O tempo demora a passar no rosto das pessoas com as quais convivemos todos os dias, inclusive nós mesmos. Enquanto conhecidos de infância e de juventude envelhecem décadas durante todas aquelas dezenas de anos em que foram tocando suas vidas em outro lugar, nossas relações mais próximas e nosso próprio reflexo no espelho nos oferecem a ilusão de um tempo desacelerado, ajustado à escala humana de percepção – ou seja, sem pressa para acusar as mudanças mais sutis. O que arruína o truque, claro, são as crianças. Filhos, os nossos e os dos outros, dão uma dimensão vertiginosa à sucessão dos dias. Onde a gente quer câmera lenta, eles são time-lapse.
O ciclo de vida dos nossos ídolos também altera nossa percepção da passagem dos anos. Isso porque aprendemos a associar nosso tempo com o tempo deles – mesmo quando somos de gerações diferentes. Sua juventude faz parte da história de quem nem sequer era nascido quando eles começaram. Assim como sua velhice parece ser a nossa também, por antecipação.
Este ano de celebração da excepcional safra de músicos que nasceram em 1942 nos fez pensar, mais do que o normal, na finitude dos artistas – e na permanência de suas obras. Além das comemorações em torno dos 80 anos de Caetano, Gil, Paulinho da Viola e Milton Nascimento (mas também de Tim Maia, Nara Leão e Clara Nunes, que se foram antes), 2022 será lembrado pelas despedidas, uma definitiva e outra simbólica, de dois dos maiores ídolos dessa geração. Gal Costa (nascida em 1945, mas integrante honorária da turma) morreu no dia 9 de novembro, ainda em atividade. Milton Nascimento, que comemorou 80 anos em outubro, despediu-se das apresentações ao vivo no dia 13.

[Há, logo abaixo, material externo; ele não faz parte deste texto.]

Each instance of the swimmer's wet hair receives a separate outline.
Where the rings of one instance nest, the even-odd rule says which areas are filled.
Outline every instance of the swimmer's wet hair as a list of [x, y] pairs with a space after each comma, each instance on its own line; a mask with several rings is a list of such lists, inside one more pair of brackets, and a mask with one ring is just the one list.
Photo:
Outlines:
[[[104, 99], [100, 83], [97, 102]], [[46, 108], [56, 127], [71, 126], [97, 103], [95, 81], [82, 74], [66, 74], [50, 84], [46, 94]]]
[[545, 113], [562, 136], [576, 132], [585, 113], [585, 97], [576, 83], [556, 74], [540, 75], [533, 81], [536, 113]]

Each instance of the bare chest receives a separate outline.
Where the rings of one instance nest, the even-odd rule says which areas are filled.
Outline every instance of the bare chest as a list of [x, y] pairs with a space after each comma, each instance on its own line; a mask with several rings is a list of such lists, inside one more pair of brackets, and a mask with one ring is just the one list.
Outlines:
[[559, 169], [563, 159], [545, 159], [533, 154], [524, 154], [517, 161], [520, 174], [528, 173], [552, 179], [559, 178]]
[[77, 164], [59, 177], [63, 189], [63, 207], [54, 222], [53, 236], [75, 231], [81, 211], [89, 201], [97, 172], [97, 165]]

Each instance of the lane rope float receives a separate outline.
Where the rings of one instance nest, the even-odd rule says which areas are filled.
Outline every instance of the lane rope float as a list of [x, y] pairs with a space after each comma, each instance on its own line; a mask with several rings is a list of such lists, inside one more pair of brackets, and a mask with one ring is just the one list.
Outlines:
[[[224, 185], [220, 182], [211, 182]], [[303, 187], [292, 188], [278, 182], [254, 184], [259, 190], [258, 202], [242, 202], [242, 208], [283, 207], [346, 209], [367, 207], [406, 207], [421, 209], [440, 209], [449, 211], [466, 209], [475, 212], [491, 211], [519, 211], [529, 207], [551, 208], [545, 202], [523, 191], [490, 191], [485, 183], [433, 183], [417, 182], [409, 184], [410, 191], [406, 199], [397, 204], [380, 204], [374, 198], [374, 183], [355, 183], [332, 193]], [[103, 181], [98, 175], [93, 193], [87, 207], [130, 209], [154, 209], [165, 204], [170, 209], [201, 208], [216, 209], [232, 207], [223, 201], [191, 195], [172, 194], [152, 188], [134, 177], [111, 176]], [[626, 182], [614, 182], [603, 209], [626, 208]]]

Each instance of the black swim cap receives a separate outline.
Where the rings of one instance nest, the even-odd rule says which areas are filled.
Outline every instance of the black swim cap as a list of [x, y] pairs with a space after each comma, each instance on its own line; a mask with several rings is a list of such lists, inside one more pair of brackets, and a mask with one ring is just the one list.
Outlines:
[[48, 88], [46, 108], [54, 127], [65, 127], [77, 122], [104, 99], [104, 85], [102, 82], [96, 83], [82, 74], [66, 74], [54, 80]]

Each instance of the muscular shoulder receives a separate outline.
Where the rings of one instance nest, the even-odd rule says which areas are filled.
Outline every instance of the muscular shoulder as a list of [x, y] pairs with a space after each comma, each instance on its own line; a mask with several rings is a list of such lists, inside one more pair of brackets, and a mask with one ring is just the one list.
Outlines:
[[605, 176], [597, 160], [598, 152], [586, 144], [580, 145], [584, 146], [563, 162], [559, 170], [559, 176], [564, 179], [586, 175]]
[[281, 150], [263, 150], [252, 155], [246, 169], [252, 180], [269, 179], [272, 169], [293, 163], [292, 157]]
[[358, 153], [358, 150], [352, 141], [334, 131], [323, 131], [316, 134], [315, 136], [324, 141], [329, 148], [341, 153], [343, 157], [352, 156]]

Alguns (poucos) artistas têm a chance de administrar seus últimos anos sabendo que seu legado não apenas já está estabelecido como continua encontrando novos públicos. Podem permanecer no palco até o último minuto, como Gal. Ou transformar a cerimônia do adeus em uma grande confraternização com os fãs, como Milton.

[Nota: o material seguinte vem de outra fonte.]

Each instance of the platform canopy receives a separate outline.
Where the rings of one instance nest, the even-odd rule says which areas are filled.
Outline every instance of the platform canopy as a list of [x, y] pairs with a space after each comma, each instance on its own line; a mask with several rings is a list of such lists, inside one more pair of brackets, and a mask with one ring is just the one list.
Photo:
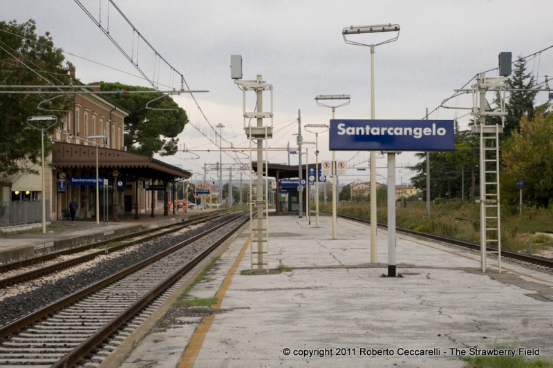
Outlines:
[[[59, 172], [77, 172], [79, 175], [94, 176], [96, 171], [96, 148], [69, 143], [55, 142], [52, 162]], [[158, 159], [124, 151], [98, 147], [100, 176], [110, 177], [118, 171], [120, 178], [172, 182], [187, 179], [192, 173]]]

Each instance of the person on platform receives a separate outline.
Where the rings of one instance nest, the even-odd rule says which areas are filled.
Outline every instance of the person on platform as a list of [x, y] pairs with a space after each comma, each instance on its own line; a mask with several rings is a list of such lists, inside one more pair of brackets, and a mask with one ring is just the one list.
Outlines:
[[69, 202], [69, 212], [71, 213], [71, 221], [75, 222], [75, 217], [77, 215], [77, 210], [79, 209], [79, 204], [75, 200], [75, 197]]

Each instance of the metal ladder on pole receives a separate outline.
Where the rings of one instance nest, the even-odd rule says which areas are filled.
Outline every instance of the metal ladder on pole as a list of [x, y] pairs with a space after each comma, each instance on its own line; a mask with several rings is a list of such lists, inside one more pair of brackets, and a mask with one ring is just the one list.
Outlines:
[[[250, 139], [250, 175], [258, 175], [261, 173], [263, 177], [261, 183], [256, 182], [253, 184], [253, 180], [250, 181], [250, 267], [252, 273], [254, 272], [254, 266], [261, 266], [262, 268], [267, 267], [267, 273], [269, 273], [269, 159], [268, 151], [269, 146], [268, 137], [270, 127], [264, 127], [265, 133], [265, 137], [262, 138], [265, 144], [265, 149], [262, 153], [263, 157], [259, 160], [254, 160], [253, 153], [256, 151], [257, 148], [252, 149], [252, 139]], [[258, 142], [260, 137], [257, 137]], [[259, 152], [259, 151], [258, 151]], [[257, 171], [253, 168], [253, 163], [256, 162]], [[259, 176], [258, 176], [259, 177]], [[254, 188], [255, 188], [255, 190]], [[255, 204], [255, 206], [254, 206]], [[256, 210], [255, 217], [254, 212]], [[257, 246], [254, 247], [254, 244]], [[254, 259], [254, 255], [256, 255]]]
[[[473, 115], [480, 117], [478, 125], [472, 128], [474, 134], [480, 136], [480, 257], [482, 272], [486, 271], [488, 254], [497, 255], [498, 269], [501, 272], [501, 213], [499, 186], [499, 133], [503, 133], [505, 115], [505, 95], [507, 77], [486, 78], [480, 75], [473, 87]], [[498, 111], [485, 110], [485, 93], [490, 88], [499, 91]], [[501, 124], [486, 124], [485, 117], [500, 116]], [[491, 246], [496, 250], [488, 250]]]

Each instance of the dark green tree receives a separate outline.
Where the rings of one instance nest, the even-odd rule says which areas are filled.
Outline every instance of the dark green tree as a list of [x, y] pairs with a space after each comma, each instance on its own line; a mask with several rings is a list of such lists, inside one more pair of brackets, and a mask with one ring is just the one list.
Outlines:
[[[100, 82], [101, 90], [151, 90], [151, 88], [126, 86], [120, 83]], [[158, 153], [174, 155], [177, 151], [177, 135], [188, 122], [186, 112], [167, 96], [150, 104], [149, 107], [171, 110], [148, 110], [148, 101], [160, 96], [159, 93], [106, 95], [106, 97], [122, 106], [130, 115], [125, 118], [124, 145], [127, 151], [147, 156]]]
[[341, 201], [348, 201], [351, 200], [351, 184], [344, 186], [340, 193], [338, 194], [338, 200]]
[[[531, 89], [536, 86], [536, 81], [529, 73], [526, 73], [526, 60], [518, 57], [514, 62], [513, 72], [509, 77], [507, 86], [509, 88]], [[505, 138], [509, 137], [513, 130], [518, 130], [521, 119], [525, 115], [532, 120], [534, 118], [534, 102], [536, 99], [536, 91], [516, 90], [512, 91], [509, 100], [506, 104], [507, 115], [505, 117], [505, 126], [503, 134]]]
[[[35, 31], [33, 20], [22, 24], [16, 21], [0, 22], [0, 83], [3, 85], [68, 84], [68, 71], [71, 66], [64, 64], [62, 50], [54, 47], [48, 32], [37, 36]], [[52, 97], [0, 95], [0, 177], [35, 173], [29, 163], [40, 163], [41, 133], [28, 126], [26, 120], [30, 116], [55, 115], [61, 124], [62, 113], [37, 109], [39, 102]], [[68, 101], [68, 99], [57, 98], [45, 108], [66, 110]], [[53, 151], [50, 135], [55, 128], [44, 133], [45, 156]]]

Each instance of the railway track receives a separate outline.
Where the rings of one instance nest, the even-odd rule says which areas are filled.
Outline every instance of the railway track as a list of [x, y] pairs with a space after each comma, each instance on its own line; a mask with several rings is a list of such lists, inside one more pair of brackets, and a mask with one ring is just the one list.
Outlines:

Não é fácil ver um artista expondo sua fragilidade física sobre o palco. Em alguns momentos, chega a ser doloroso, mas foi catártico viver essa despedida de forma coletiva. Milton estava frágil, mas não estava só. Junto com os artistas mais jovens que cantaram com ele no último show, o som da sua voz, em toda sua plenitude e beleza, continuava ecoando na memória de cada espectador. Como um coro de um milhão de Miltons.
Nenhuma despedida é perfeita. As coisas acabam do jeito possível, muitas vezes de forma abrupta ou melancólica. A encenação de um longo e amoroso aplauso final é, portanto, um privilégio. Na vida como na arte.